Well, actually, no, we can’t all agree on that. A Pew Research Center poll released just this week puts some data behind something I’ve be mulling over for years: Democrats and Republicans have enormously different ideas of why some people are rich and others are poor and these attitudes involve a healthy dose of judgement.

The first time this issue whacked me upside the head was during a heated argument with my brother, a longtime Republican, who felt higher taxes on the wealthy were unfair because they work so hard for their money. This was a long time ago, so in all fairness I can’t recall if I was riled up enough to call him naïve (we say some pretty terrible things to our siblings) or simply pointed out that many of these people were given big advantages in life. I do know, however, that this led me to wonder what this meant in terms of how they feel about the poor. Are they poor because they don’t work hard?

It turns out that my brother was very much in line with his fellow Republicans, 66% of whom think that rich people got that way through hard work and only 21% because they had advantages in life. And, it indeed does follow that poor people are where they are out of laziness, but to be fair, the study uses the toned down term “lack of effort.” 56% Republicans attribute this lack of effort to why poor people are poor rather than circumstances beyond their control, which came in at 32%. On both counts, Democrats flipped the numbers attributing wealth to advantages and poverty to circumstances.

Pew Research Center

What does this have to do with healthcare? It's the reason why Republicans don't support providing it, or pretty much any other type of government benefits to everyone. Their argument is about fairness, asking why they should pay for the people who aren't working so hard. That's what the Tea Party protests were all about, not wanting to pay for people who got in over their heads with their mortgages and Obamacare was viewed along these same lines, that it amounted to paying for others who are not pulling their own weight.

Pulling one's own weight is certainly a value we Americans all share, but many of us on the left have cringed when we've seen this mostly positive value get ugly. We all heard the shouts of “let 'em die” during a 2012 Republican debate when discussing uninsured people. A Republican friend once growled at me that if people want healthcare “they need to go get better jobs.”

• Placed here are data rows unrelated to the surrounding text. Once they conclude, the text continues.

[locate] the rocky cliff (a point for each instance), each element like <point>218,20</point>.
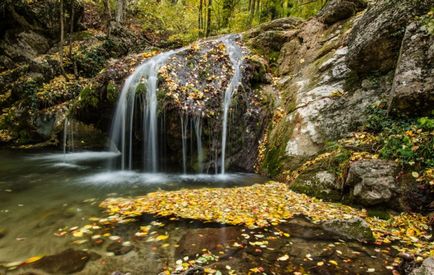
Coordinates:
<point>349,84</point>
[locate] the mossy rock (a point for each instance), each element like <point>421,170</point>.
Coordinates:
<point>355,229</point>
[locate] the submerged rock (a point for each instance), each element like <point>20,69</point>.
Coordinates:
<point>68,261</point>
<point>373,181</point>
<point>3,232</point>
<point>427,268</point>
<point>413,85</point>
<point>119,249</point>
<point>353,229</point>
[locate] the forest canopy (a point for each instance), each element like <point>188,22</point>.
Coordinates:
<point>186,20</point>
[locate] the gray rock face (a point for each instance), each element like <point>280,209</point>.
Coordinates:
<point>338,10</point>
<point>375,41</point>
<point>413,86</point>
<point>373,181</point>
<point>353,229</point>
<point>427,268</point>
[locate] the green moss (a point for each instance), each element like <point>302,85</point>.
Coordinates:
<point>88,97</point>
<point>275,158</point>
<point>112,92</point>
<point>379,213</point>
<point>309,185</point>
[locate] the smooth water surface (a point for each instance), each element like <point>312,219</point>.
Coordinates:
<point>43,192</point>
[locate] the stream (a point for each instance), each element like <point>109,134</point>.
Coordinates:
<point>41,193</point>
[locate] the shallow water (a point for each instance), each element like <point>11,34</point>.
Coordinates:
<point>42,192</point>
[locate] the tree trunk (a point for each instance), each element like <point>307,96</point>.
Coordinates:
<point>252,11</point>
<point>200,18</point>
<point>120,11</point>
<point>107,16</point>
<point>71,28</point>
<point>208,19</point>
<point>62,38</point>
<point>227,12</point>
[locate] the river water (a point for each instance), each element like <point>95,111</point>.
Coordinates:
<point>46,193</point>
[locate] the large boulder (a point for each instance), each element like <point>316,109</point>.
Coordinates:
<point>413,85</point>
<point>375,40</point>
<point>269,38</point>
<point>352,229</point>
<point>338,10</point>
<point>66,262</point>
<point>373,182</point>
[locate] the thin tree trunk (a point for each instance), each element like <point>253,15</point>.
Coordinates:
<point>62,38</point>
<point>71,27</point>
<point>208,19</point>
<point>71,31</point>
<point>258,2</point>
<point>119,11</point>
<point>252,11</point>
<point>200,18</point>
<point>107,17</point>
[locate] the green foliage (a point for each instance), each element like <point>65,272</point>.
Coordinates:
<point>112,92</point>
<point>428,21</point>
<point>88,97</point>
<point>179,20</point>
<point>408,140</point>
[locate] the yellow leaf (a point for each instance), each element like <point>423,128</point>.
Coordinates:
<point>162,237</point>
<point>33,259</point>
<point>333,262</point>
<point>283,258</point>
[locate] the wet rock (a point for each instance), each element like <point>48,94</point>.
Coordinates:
<point>198,270</point>
<point>119,249</point>
<point>413,87</point>
<point>206,238</point>
<point>270,37</point>
<point>3,232</point>
<point>373,182</point>
<point>375,40</point>
<point>427,268</point>
<point>353,229</point>
<point>338,10</point>
<point>320,184</point>
<point>68,261</point>
<point>69,212</point>
<point>300,227</point>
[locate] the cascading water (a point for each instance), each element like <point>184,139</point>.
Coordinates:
<point>122,126</point>
<point>236,56</point>
<point>68,136</point>
<point>143,83</point>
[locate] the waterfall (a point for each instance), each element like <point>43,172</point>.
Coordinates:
<point>145,74</point>
<point>68,136</point>
<point>235,55</point>
<point>143,83</point>
<point>184,128</point>
<point>198,134</point>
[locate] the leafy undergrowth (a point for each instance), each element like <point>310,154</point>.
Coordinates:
<point>409,141</point>
<point>269,204</point>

So, we can't all agree that it shouldn't matter how much money you make because for many Americans, it's an indicator of laziness vs. hard work. It is a piece of American culture I've often struggled to explain to folks in Spain, one that's rooted in our Puritan beginnings and, in fact, something that came into much sharper focus for me after I moved abroad. In the U.S. we're squeamish about money, especially the lack of, while in Spain it's exactly the opposite. In the land of the mil-euroistas, people who make €1,000 (about $1100) per month or less, you're kind of considered an asshole if you're not complaining about how broke you are.

At the same time, many Spanish folks, especially on the left, find it naïve think that rich people have gotten to the top by hard work only. There's a pervasive cynicism that assumes that they were given every advantage in the world and perhaps a little foul play was involved. This cynicism can also get extreme and unfair and is an idea the floats around the far left in the U.S. as well.

Wealth and poverty have much to do with the advantages and disadvantages we are born with and to some extent, what each of us do with the hand we're dealt. Kimmel's rallying cry was right on target for Democrats whose hearts bleed for the poor, but it fell flat with most Republicans because they just don't think that way. And whether Democrats want to engage with them or just fight, they're going to need to understand this better.